On November 2, 1998, Collins was arrested for drunk driving in Charlotte, North Carolina. He finished the 1998 season in New Orleans and signed with the New York Giants as a free agent on February 19, 1999. Not long after signing with New York, Collins decided to seek treatment for his alcoholism. He entered a rehabilitation clinic in Topeka, Kansas.

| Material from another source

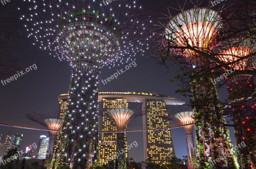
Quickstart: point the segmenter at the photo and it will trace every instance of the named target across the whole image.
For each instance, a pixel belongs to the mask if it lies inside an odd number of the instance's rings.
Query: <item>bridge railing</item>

While a member of the New York Giants, Collins remained in therapy for four years. As a member of the Tennessee Titans, he readdressed the 1997 racial slur incident, explaining that "The guys were talking to each other that way, and I was trying to be funny and thought I could do it, too. I was so upset by it. It was bad judgment. I could have been labeled a racist for the rest of my career. I had to live with the way I used that word with a teammate. Extremely poor judgment. I was naïve to think I could use that word in any context."